Getting a corporate blog off the ground isn’t easy. Sure, the technology isn’t hard to master: any 12-year-old kid can get a blog up and running. The challenges you’ll find in launching and managing a corporate blog are in filling the damned thing. We’ve all heard that “content is king,” but delivering on that can be incredibly difficult. A day or two into your new blogging endeavor, you’ll realize just how hard it is to feed the beast as much as it needs. Don’t get discouraged. Take a deep breath, and look at the five tips below.
1. Set reasonable objectives, especially at first
Don’t try to fill the internet your first day. Hell, don’t even shoot to fill your blog platform the first day. Instead, set measurable, attainable goals, one of which should be just to get on the scoreboard. Maybe it’s a light schedule, like a weekly post, or you have the resources two shoot for two or three a week at first. Whatever the threshold, pick one that you can manage. The easiest way for a corporate blogging initiative to fail is to take on more than you can chew and get discouraged.

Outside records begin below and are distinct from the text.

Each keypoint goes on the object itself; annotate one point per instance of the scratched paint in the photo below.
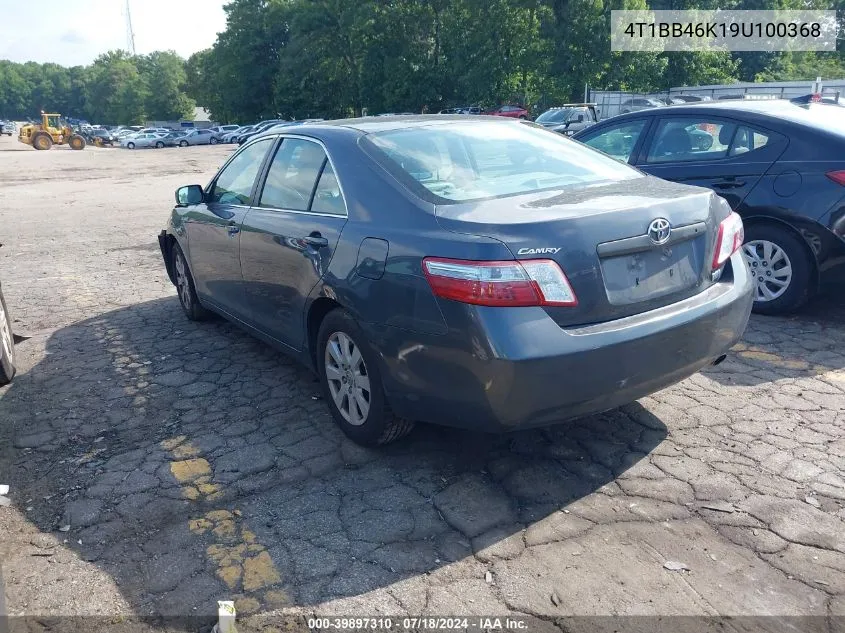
(241, 562)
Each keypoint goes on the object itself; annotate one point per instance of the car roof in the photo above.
(370, 125)
(781, 109)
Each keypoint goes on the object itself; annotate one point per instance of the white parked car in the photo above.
(143, 140)
(196, 137)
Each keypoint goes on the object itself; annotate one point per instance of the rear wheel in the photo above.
(42, 141)
(76, 142)
(781, 266)
(352, 383)
(7, 345)
(185, 286)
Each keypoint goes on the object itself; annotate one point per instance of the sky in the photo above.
(75, 32)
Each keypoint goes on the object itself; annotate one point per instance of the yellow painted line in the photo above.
(241, 562)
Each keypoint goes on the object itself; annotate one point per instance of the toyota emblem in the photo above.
(659, 231)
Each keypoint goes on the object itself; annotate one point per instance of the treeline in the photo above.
(334, 58)
(116, 89)
(305, 58)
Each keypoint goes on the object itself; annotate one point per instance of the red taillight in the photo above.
(837, 176)
(729, 239)
(536, 282)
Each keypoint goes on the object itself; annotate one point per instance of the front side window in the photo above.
(690, 139)
(234, 183)
(292, 175)
(618, 140)
(469, 161)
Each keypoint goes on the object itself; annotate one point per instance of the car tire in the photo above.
(7, 345)
(185, 287)
(344, 357)
(770, 251)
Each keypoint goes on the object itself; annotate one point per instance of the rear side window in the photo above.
(234, 183)
(327, 195)
(618, 140)
(747, 140)
(690, 139)
(293, 175)
(469, 161)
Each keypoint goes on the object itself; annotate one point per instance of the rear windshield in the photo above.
(470, 160)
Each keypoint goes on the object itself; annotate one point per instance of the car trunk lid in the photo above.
(599, 235)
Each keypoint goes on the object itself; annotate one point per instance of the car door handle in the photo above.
(315, 240)
(730, 183)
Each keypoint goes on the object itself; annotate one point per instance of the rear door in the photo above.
(214, 227)
(289, 237)
(722, 154)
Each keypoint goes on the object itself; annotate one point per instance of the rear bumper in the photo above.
(505, 369)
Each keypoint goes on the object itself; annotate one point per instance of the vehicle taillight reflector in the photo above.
(729, 239)
(837, 176)
(536, 282)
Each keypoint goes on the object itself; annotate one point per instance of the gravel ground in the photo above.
(157, 465)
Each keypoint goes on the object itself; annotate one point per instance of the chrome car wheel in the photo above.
(5, 334)
(771, 268)
(348, 378)
(182, 286)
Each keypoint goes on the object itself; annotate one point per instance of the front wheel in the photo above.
(7, 345)
(185, 286)
(781, 266)
(352, 383)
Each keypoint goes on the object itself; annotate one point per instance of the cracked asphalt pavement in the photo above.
(157, 465)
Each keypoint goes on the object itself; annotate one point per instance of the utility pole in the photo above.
(130, 34)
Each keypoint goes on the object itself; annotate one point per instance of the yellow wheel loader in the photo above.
(51, 131)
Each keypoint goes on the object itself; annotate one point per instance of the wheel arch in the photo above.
(765, 220)
(317, 311)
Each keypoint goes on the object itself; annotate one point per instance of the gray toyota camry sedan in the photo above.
(468, 271)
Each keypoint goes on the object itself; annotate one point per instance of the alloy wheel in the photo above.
(348, 378)
(5, 333)
(182, 285)
(771, 268)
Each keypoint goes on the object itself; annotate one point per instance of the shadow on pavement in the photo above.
(801, 345)
(193, 463)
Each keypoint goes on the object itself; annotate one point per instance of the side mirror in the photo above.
(192, 194)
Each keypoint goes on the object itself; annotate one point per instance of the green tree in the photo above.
(118, 92)
(163, 72)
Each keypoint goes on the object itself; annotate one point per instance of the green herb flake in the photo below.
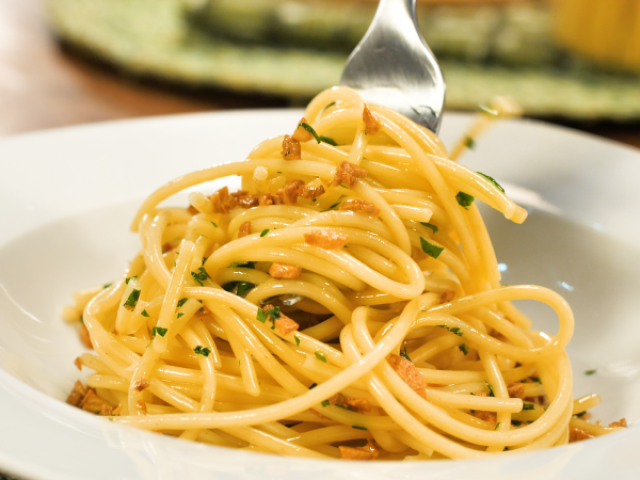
(321, 356)
(431, 226)
(158, 331)
(200, 276)
(492, 180)
(490, 389)
(132, 301)
(404, 354)
(311, 130)
(328, 140)
(430, 249)
(200, 350)
(464, 199)
(470, 143)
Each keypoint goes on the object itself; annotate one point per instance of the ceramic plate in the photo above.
(67, 197)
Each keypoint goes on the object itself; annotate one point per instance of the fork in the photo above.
(392, 66)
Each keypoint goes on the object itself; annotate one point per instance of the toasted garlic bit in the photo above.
(368, 452)
(141, 384)
(347, 173)
(282, 270)
(409, 373)
(285, 325)
(371, 123)
(327, 239)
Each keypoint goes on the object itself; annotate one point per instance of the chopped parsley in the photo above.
(132, 301)
(492, 180)
(251, 265)
(200, 276)
(464, 199)
(490, 389)
(404, 354)
(431, 226)
(328, 140)
(331, 207)
(430, 249)
(270, 314)
(158, 331)
(204, 351)
(311, 130)
(321, 356)
(469, 142)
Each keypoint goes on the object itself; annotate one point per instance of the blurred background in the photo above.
(66, 62)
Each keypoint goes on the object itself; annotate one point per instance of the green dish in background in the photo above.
(295, 49)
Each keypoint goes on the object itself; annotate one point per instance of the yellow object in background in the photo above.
(604, 31)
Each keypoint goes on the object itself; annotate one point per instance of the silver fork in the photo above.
(392, 66)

2. Not every article has to be a major feature
Spread out your high-impact pieces; not everything you publish has to change the world. Find a proportion with which you can be comfortable. For me, it was always one major story out of every five total. This will give readers a reason to come back regularly and help you build out an archive without wearing you out.
3. Develop a backlog
You’re going to have tough weeks. The big guys may be slow to approve topics are articles, or there may just be a dearth of news. Of course, there are no excuses. An empty slot is an empty slot. You’ll never be able to go back and fix it. The best way to protect yourself from lost opportunities or having to scramble for content at the last minute is to develop a full backlog of evergreen content. If you come up short one week, you can always dip into your collection of articles already in the can to resolve the situation.
Remember, evergreen is key. The articles that you save for a rainy day must not be time-sensitive. Otherwise, you could wind up seeing your efforts “expire” before you get a chance to use them.
4. Develop a network of contributors
For corporate bloggers, contributors are the experts within a company who “write” the posts that go up on the blog. Typically, they supply the information, maybe write an early draft, and approve anything to be published. If you keep going back to the same people, they’ll eventually become fatigued. It’ll take longer and longer to get pieces out the door. Spread the love around. Cultivate new sources. You’ll not only get a better variety of content, you’ll keep your stable fresh.
5. Give yourself a break
“Best of lists” are free content, though you need to have something of an archive established before you can pull this off. When you need to fill a day, instead of burning an original piece, especially if you don’t have much of a backlog, slip in the occasional, “Top 5 Stories on [pick your topic].” This will also acquaint new readers with stories they may have missed, and it will tease out a bit more traffic.